René Boylesve, et c’est ce qui nous fit longtemps correspondre puis converser en camarades, comprenait fort bien ce que nous sommes et où nous allons. Mais il ne voulait rien dire qui pût trahir un parti pris dans le déroulement des intrigues romanesques qu’il aimait à combiner. D’où son divorce présent avec une génération qui ne distingue pas l’art d’écrire de celui de dynamiter.

Je n’ai guère d’espoir de voir jamais le monde meilleur. Il se pourrait pourtant qu’un changement très possible, assez plausible, quoique encore lointain, donnât satisfaction à ceux qui haïssent le pharisaïsme et l’hypocrisie.
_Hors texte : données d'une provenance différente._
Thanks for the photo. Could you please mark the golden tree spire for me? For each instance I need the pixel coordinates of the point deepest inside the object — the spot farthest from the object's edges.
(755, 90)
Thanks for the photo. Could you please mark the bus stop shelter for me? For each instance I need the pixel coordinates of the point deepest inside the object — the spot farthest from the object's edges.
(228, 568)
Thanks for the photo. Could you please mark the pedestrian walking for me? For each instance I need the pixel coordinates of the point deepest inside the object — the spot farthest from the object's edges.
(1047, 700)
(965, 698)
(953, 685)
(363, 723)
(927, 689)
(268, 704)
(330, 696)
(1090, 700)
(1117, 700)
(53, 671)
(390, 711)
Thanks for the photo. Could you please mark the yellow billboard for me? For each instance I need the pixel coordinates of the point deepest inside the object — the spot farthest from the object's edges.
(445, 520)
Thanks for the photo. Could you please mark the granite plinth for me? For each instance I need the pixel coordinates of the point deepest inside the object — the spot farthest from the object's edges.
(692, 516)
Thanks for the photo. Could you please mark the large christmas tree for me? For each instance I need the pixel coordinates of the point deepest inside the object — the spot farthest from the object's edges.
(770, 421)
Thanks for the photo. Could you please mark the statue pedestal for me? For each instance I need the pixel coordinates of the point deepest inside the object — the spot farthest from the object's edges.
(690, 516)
Alors, la nouvelle jeunesse comprendra René Boylesve : elle verra en cet homme, qui ne voulut être que romancier, un des plus nobles efforts spirituels du monde pour apporter romanesquement une pierre au progrès — quel que soit d’ailleurs le nom dont il se nomme — et bien des pierres à l’amour des hommes sans lequel nul progrès ne durera.

Et comme il a traduit en une prose parfaite une période de temps qui sera sous peu définitivement morte, en ses mœurs et ses coutumes, on dira sans doute un jour l’époque René Boylesve, comme on dit de certaines choses qu’elles sont « de l’Hugo » ou « du Balzac ».

Quand verra-t-on cela ? Stendhal est mort quarante ans avant le terme que lui-même se fixait pour être compris. Je ne suis pas assurée qu’il le soit pourtant encore, ou plutôt l’est-il moins qu’il ne semble. À la mort de Balzac, le ministre Baroche, que l’on avait prié de venir aux obsèques, y accourut sans savoir qui on enterrait. Et il demanda à Victor Hugo si le mort était « un homme distingué ». Voilà qui doit nous apprendre le peu qu’est la gloire devant nos contemporains.

Je donne vingt ans, avec un vaste bouleversement économique et idéologique, modifiant brutalement les règles morales et les conceptions artistiques actuellement réduites à une simple mode, pour voir René Boylesve devenir lui-même aux yeux des Français. Lui-même, c’est-à-dire une des gloires les plus authentiques de notre race.